Malam itu, setelah mendengar pengakuan cinta dari Alvian, Ciara merasa senang sekaligus puas. Rencananya semakin mendekati keberhasilan. Ia tahu bahwa menikah dengan Alvian, kakak Vino, akan menjadi pukulan yang tidak pernah bisa dilupakan oleh mantan tunangannya.
“Kalau Vino bisa mempermainkan aku, aku juga bisa menghancurkan dunianya,” pikir Ciara dengan senyum licik.
Alvian, yang tidak tahu apa-apa tentang rencana licik Ciara, semakin menunjukkan perhatiannya. Ia mulai sering mengajak Ciara bertemu, mengenalkannya pada beberapa rekan kerja, bahkan menunjukkan niat serius untuk melamar Ciara.
Beberapa hari setelah pengakuan itu, Ciara sengaja mengunggah foto-foto bersama Alvian di media sosial. Foto-foto itu memperlihatkan kebersamaan mereka di restoran mewah, di taman, dan bahkan di rumah keluarga Dharmawan. Ia tahu bahwa Vino akan melihatnya, dan ia berharap foto-foto itu menjadi duri di hati mantan tunangannya.

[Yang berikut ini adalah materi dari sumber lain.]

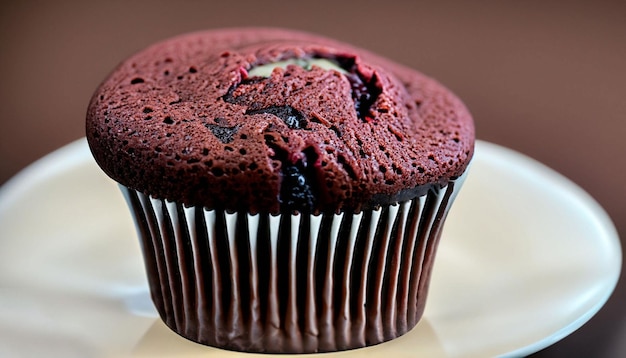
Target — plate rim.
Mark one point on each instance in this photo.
(76, 153)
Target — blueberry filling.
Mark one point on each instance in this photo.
(364, 89)
(223, 133)
(293, 118)
(295, 191)
(298, 189)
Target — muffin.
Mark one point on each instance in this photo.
(289, 190)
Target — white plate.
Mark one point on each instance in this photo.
(527, 257)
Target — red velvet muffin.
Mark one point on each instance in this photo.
(289, 190)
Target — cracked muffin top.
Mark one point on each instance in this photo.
(270, 120)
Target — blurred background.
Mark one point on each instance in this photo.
(547, 79)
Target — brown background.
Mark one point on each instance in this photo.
(545, 78)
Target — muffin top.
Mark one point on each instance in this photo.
(268, 120)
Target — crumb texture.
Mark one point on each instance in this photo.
(183, 120)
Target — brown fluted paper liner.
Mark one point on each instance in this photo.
(290, 283)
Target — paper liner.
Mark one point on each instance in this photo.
(290, 283)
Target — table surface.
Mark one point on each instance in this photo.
(544, 78)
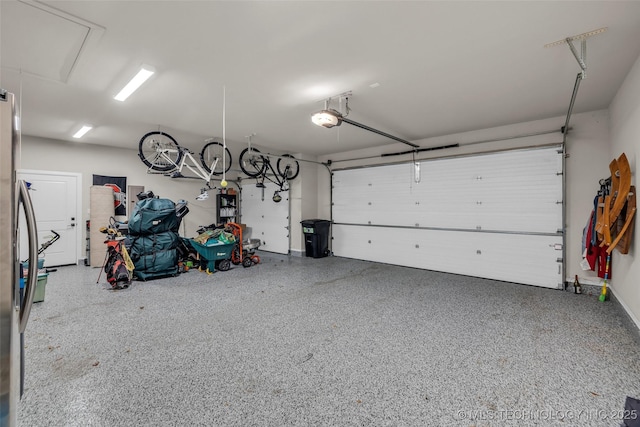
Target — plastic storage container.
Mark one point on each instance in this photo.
(316, 237)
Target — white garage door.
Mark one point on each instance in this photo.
(266, 219)
(496, 216)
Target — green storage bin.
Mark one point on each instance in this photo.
(40, 287)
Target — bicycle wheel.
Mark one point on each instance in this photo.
(252, 163)
(211, 154)
(159, 151)
(288, 167)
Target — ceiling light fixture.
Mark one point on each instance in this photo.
(329, 118)
(137, 81)
(83, 130)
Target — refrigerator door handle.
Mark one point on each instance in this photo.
(32, 231)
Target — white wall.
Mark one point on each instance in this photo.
(625, 138)
(588, 161)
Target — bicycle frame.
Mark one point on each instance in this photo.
(280, 181)
(177, 172)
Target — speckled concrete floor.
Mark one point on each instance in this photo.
(323, 342)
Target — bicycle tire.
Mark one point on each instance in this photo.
(251, 164)
(211, 152)
(148, 151)
(288, 169)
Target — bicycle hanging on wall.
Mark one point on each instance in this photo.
(162, 153)
(257, 165)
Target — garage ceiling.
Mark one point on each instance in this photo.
(416, 69)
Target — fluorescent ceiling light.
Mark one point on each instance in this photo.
(84, 129)
(142, 76)
(327, 118)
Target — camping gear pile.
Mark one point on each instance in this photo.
(117, 265)
(153, 227)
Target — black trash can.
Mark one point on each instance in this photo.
(316, 237)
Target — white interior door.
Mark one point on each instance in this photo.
(267, 220)
(496, 215)
(55, 202)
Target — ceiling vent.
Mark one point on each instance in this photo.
(43, 41)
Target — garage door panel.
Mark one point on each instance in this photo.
(507, 257)
(266, 219)
(493, 215)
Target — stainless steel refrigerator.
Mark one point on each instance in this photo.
(15, 302)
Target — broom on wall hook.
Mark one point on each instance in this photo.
(224, 183)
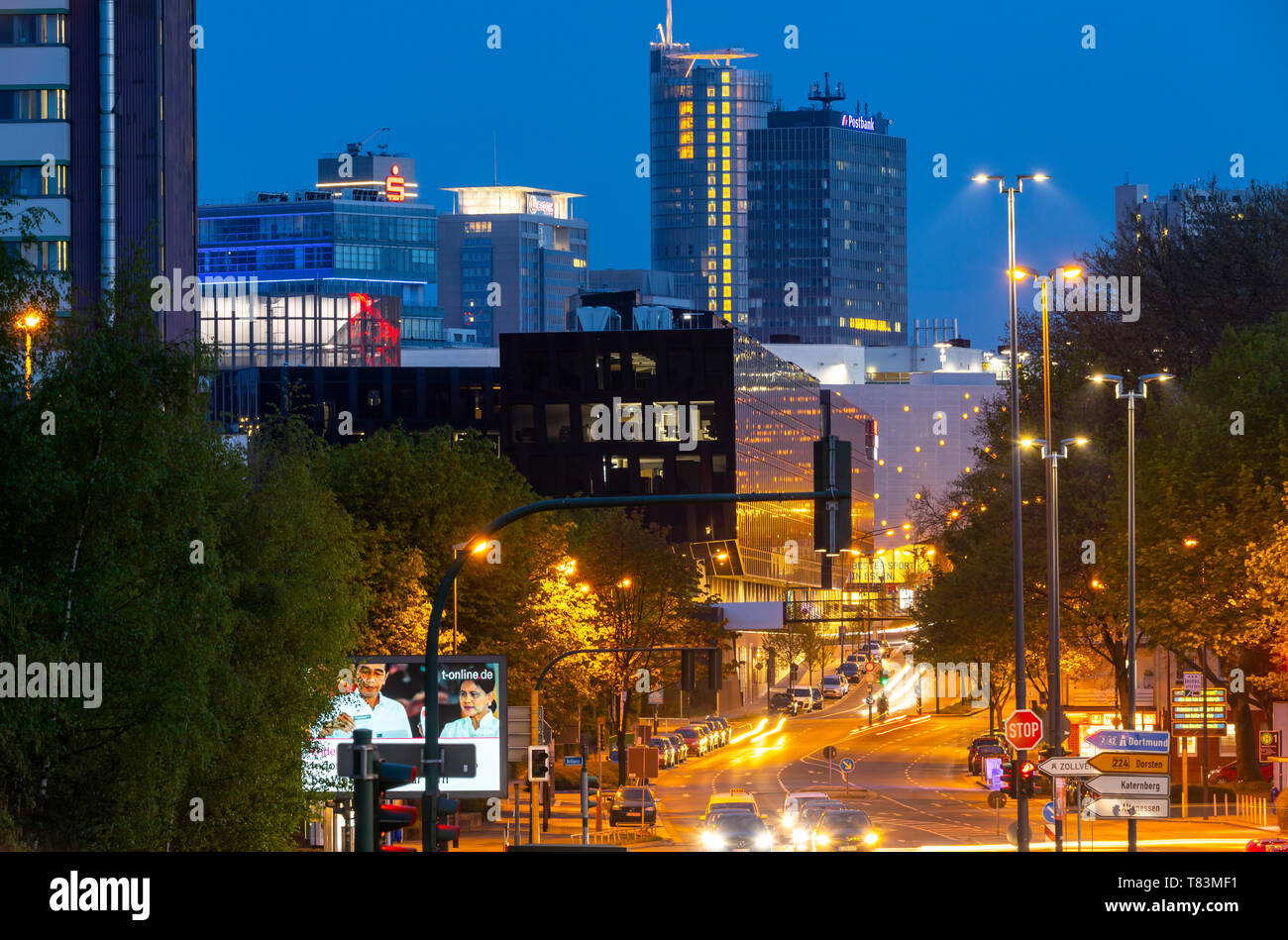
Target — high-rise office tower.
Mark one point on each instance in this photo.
(509, 258)
(98, 98)
(700, 111)
(828, 228)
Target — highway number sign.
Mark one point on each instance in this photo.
(1022, 729)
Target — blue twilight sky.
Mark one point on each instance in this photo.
(1171, 90)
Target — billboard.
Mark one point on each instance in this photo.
(386, 695)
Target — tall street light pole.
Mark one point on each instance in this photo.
(1021, 803)
(1132, 397)
(1055, 719)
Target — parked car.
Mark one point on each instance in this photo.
(835, 686)
(737, 832)
(1231, 773)
(845, 829)
(632, 805)
(694, 739)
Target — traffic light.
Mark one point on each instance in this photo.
(539, 763)
(391, 816)
(832, 529)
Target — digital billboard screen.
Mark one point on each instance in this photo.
(386, 695)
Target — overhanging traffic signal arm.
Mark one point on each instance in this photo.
(832, 529)
(539, 763)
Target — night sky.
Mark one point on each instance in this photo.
(1168, 94)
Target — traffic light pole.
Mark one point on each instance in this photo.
(433, 758)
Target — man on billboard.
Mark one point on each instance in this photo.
(366, 707)
(477, 699)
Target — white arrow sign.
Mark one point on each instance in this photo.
(1129, 807)
(1067, 767)
(1119, 784)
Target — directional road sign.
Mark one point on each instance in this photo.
(1109, 739)
(1120, 784)
(1131, 763)
(1022, 729)
(1067, 767)
(1129, 807)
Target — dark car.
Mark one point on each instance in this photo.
(1231, 773)
(996, 739)
(838, 831)
(737, 832)
(694, 739)
(632, 806)
(803, 832)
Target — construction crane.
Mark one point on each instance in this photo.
(357, 147)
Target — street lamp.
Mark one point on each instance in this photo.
(1018, 555)
(1192, 544)
(29, 322)
(1132, 397)
(1055, 722)
(456, 552)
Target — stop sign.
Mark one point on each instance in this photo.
(1022, 729)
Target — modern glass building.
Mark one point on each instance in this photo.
(722, 415)
(510, 259)
(828, 231)
(702, 108)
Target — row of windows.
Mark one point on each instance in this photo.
(34, 104)
(33, 29)
(33, 180)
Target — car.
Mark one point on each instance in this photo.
(695, 741)
(1266, 845)
(844, 829)
(977, 760)
(665, 751)
(734, 798)
(1231, 773)
(803, 832)
(795, 802)
(734, 832)
(996, 739)
(835, 686)
(632, 805)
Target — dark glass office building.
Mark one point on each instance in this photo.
(827, 230)
(684, 411)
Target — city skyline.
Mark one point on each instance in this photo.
(986, 103)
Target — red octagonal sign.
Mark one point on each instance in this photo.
(1022, 729)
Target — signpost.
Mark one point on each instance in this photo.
(1127, 739)
(1129, 807)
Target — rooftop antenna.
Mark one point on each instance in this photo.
(827, 95)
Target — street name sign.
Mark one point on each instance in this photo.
(1022, 729)
(1153, 742)
(1068, 767)
(1120, 784)
(1131, 763)
(1131, 807)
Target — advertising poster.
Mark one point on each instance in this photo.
(386, 695)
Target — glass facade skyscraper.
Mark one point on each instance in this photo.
(700, 111)
(828, 230)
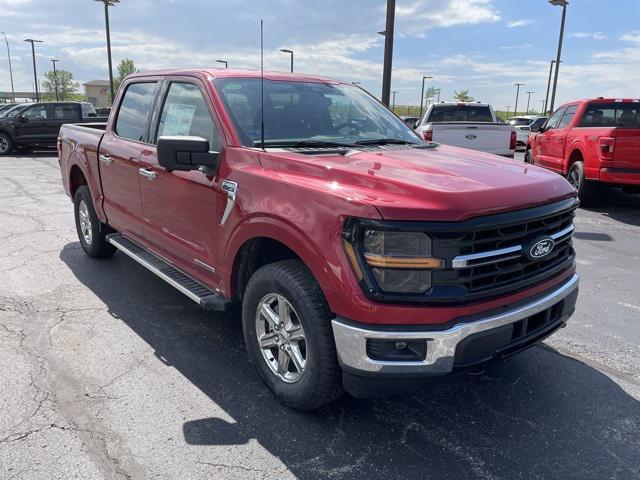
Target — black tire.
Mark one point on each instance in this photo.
(528, 156)
(97, 245)
(587, 190)
(321, 379)
(6, 145)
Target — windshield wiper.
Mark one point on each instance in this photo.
(304, 144)
(385, 141)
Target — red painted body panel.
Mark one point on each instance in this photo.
(302, 201)
(556, 149)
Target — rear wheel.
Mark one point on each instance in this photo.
(91, 232)
(6, 145)
(587, 190)
(287, 331)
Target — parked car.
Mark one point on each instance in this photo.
(522, 126)
(37, 124)
(362, 257)
(467, 125)
(410, 121)
(594, 143)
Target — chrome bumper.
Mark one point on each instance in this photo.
(351, 341)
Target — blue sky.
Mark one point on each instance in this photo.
(483, 45)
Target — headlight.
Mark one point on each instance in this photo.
(400, 262)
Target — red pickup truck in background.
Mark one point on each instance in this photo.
(362, 257)
(593, 143)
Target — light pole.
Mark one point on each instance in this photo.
(563, 4)
(13, 92)
(528, 100)
(388, 52)
(290, 52)
(35, 73)
(55, 78)
(546, 98)
(107, 4)
(515, 109)
(422, 94)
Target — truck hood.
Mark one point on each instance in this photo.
(442, 183)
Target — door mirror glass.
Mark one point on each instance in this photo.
(187, 153)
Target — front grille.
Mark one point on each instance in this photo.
(506, 268)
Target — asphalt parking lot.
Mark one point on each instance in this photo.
(108, 372)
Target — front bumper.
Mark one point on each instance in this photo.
(463, 345)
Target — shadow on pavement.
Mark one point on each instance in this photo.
(539, 415)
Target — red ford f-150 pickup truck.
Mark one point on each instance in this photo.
(363, 258)
(594, 143)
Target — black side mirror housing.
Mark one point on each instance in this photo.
(186, 154)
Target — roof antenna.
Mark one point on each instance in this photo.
(262, 84)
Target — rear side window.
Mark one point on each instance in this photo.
(134, 110)
(616, 114)
(185, 113)
(460, 113)
(65, 111)
(568, 116)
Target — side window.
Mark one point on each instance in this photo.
(554, 120)
(65, 111)
(134, 110)
(36, 112)
(185, 113)
(568, 116)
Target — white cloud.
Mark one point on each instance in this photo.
(417, 16)
(519, 23)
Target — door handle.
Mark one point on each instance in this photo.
(106, 159)
(150, 174)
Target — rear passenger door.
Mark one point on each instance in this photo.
(180, 207)
(119, 156)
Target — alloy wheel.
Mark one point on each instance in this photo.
(281, 337)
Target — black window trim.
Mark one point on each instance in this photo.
(145, 134)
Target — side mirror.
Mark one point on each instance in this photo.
(186, 154)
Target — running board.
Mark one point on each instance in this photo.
(203, 296)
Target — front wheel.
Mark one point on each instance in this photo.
(287, 331)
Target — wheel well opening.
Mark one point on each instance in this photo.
(256, 253)
(76, 180)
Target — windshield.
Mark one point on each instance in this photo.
(460, 113)
(300, 113)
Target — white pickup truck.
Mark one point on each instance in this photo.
(467, 125)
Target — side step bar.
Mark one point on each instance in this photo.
(203, 296)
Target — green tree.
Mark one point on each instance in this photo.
(463, 96)
(63, 79)
(125, 67)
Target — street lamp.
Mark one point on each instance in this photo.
(563, 4)
(55, 78)
(515, 109)
(35, 73)
(528, 100)
(285, 50)
(422, 94)
(388, 51)
(107, 4)
(13, 92)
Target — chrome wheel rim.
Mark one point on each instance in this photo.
(85, 222)
(281, 338)
(574, 179)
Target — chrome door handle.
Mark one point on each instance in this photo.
(106, 159)
(150, 174)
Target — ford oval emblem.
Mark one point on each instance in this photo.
(541, 248)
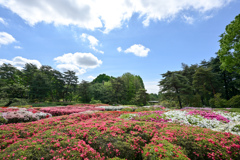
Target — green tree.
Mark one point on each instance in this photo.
(84, 92)
(71, 81)
(205, 82)
(141, 98)
(174, 85)
(39, 87)
(56, 82)
(11, 84)
(101, 78)
(229, 52)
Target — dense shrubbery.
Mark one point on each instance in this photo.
(103, 135)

Benar saja, Vino melihat foto-foto itu. Hatinya dipenuhi rasa marah dan sakit yang mendalam. Ia tidak pernah menyangka bahwa Ciara akan mendekati Alvian, kakak kandungnya. Baginya, ini adalah penghinaan yang sulit diterima.
Suatu malam, Vino datang menemui Ciara. Wajahnya penuh amarah. "Ciara, apa yang kau lakukan dengan kakakku? Kau tahu ini salah!"
Ciara hanya tersenyum dingin. "Salah? Apa yang salah, Vino? Aku hanya mencari kebahagiaan. Bukankah itu yang kau lakukan saat menggandeng wanita lain di belakangku?"
"Itu berbeda! Aku tidak pernah berniat meninggalkanmu, Ciara!"
"Tapi kau melakukannya," Ciara memotong dengan tegas. "Dan sekarang, aku hanya membalas apa yang kau lakukan. Bedanya, aku tidak melakukannya diam-diam. Aku ingin kau melihat semuanya."
Vino terdiam, tidak mampu membalas. Untuk pertama kalinya, ia merasakan bagaimana rasanya dihancurkan oleh seseorang yang ia sayangi.
Apakah Ciara akan memilih Alvian? Ataukah ia tetap menjalankan balas dendamnya pada Vino?